On August 14, it was 30 barrels. Then it was thousands. And by the end of last week, cartographers with the Geological Survey of Sweden came to the depressing conclusion that there could be as many as 23,000 barrels full of mercury on the floor of the Baltic Sea off the coast of Sweden. Close to ten tons of one of the environment's worst enemies.
The barrels were found by Ingemar Cato of the Geological Survey of Sweden during a routine mission aimed at creating detailed maps of the sea floor along the Swedish coast. After finding the first barrels -- found in 80-meter-deep water in the outer part of Sundsvall Bay about halfway up the east coast of Sweden -- Cato was asked by local county officials to continue looking. While Cato ultimately found 3,500 barrels, recently discovered documents from a local paper mill indicate that the factory may have dumped tens of thousands of barrels in the bay in the 1950s and 60s.
"We knew there were mercury barrels in the bay," Cato told SPIEGEL ONLINE. "In 1976, a fishing trawler pulled one up in its net. For me the surprise was the number."
Cato, though, is quick to admit that perhaps he shouldn't be all that surprised. In addition to his mapping duties, he is also responsible for determining just how much industrial detritus is lying around on the floor of the Baltic Sea. The answer is not terribly reassuring.
"Back in time, it was quite common that you dumped industrial waste into the sea in international waters" -- which used to be a lot closer than the 12 nautical miles standard today. "Fifty years ago, there were no international environmental conventions determining what could be dumped where."
"One of the most polluted seas in the world"
And it's not just industrial waste. Following World War II, virtually the entire chemical arsenal of Nazi Germany was dumped, with much of it -- at least 35,000 tons -- ending up on the floor of the Baltic Sea. Hundreds of thousands of tons of chemical weapons from the Soviet Union, Britain and the United States were also chucked overboard in the northern Atlantic, North Sea, and elsewhere, including the Baltic. The poisonous weapons -- including mustard gas, phosphorus, nerve gas, and other highly toxic chemicals -- were joined by hundreds of thousands of unused bombs, mines and grenades.
Even worse, according to Juhu-Markku Leppänen, a Baltic Sea habitat expert with the Baltic Marine Environment Protection Commission in Helsinki, no technical procedure has yet been developed to enable safe removal of the munitions. The barrels are often corroded and fragile and many of them are embedded in sea floor sediment. In addition to such munitions, numerous ship wrecks containing oil and other fuels litter the sea floor.
"The Baltic Sea is one of the most polluted seas in the world," Leppänen told SPIEGEL ONLINE. Fifty years ago, he says, dumping industrial waste into the sea "was really considered at the time to be good environmental practice." Leppänen also points out that, because the sea's connection with the ocean is so shallow, pollution that flows into the sea from the industrialized countries that surround it tends to stay for at least a quarter century.
As for the solid waste, though, the problem now is finding where exactly those underwater toxic waste dumps are located. Because there were no legal regulations guiding industrial dumping, no records document where waste was placed. The only hope, says Cato, is that information might be found in the archives of factories located along the shores of the sea or that interviews with now-retired factory managers might help.
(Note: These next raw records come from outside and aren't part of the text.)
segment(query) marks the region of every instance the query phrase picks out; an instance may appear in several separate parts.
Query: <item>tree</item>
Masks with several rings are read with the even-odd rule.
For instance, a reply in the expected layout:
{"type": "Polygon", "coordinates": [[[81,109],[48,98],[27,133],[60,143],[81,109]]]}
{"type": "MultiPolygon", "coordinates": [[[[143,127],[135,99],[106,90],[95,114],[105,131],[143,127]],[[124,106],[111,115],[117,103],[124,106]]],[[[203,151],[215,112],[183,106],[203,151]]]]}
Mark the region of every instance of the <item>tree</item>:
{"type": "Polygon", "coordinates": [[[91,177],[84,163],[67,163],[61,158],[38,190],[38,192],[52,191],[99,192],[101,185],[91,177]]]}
While Sweden and Finland have begun discussing how to begin such a project, no plan has yet been developed to try and locate undersea industrial garbage.
The search to locate more of the mercury barrels in Sundsvall Bay was called off last week after Cato mapped 12 square kilometers in the outer bay. It is now, he says, up to Sweden's environmental protection agency to determine how to move forward. The four barrels that were brought to the surface by Cato's team were corroded by rust and had some holes in them.
The environmental group WWF is calling for the Swedish government to begin recovering the barrels immediately. "These barrels are a ticking time bomb," said Jochen Lamp, a Baltic Sea expert with the WWF, in a press release last week. "When the mercury leaks out, it could have a devastating impact on the environment. Entire fish populations could be poisoned."
Not an acute risk
Once mercury gets into the food chain, it tends to stay and can cause serious nerve, heart and reproduction problems in humans. The most infamous case of mercury poisoning took place in Japan in 1956 when thousands of people got sick in a city called Minamata. As many as 1,400 eventually died of what was dubbed "Minamata Disease."
The mercury off the Swedish coast, though, is mixed with concrete, apparently as part of a strategy to make sure the barrels actually sank. While there is little danger that the mercury will flow out all at once, the chemical makeup of the Baltic Sea means the concrete is breaking down allowing mercury to leech into the water. They pose a risk, says Leppänen, "but not an acute one."
Sweden's mercury barrels are far from the first such find in the Baltic Sea. The Finns pulled up a number of containers full of dangerous PCBs a decade ago. The current pipeline project connecting Russia with Germany also presents dangers as it will stir up sea-bed sediment, says Leppänen. What's hiding under that sediment is anybody's guess.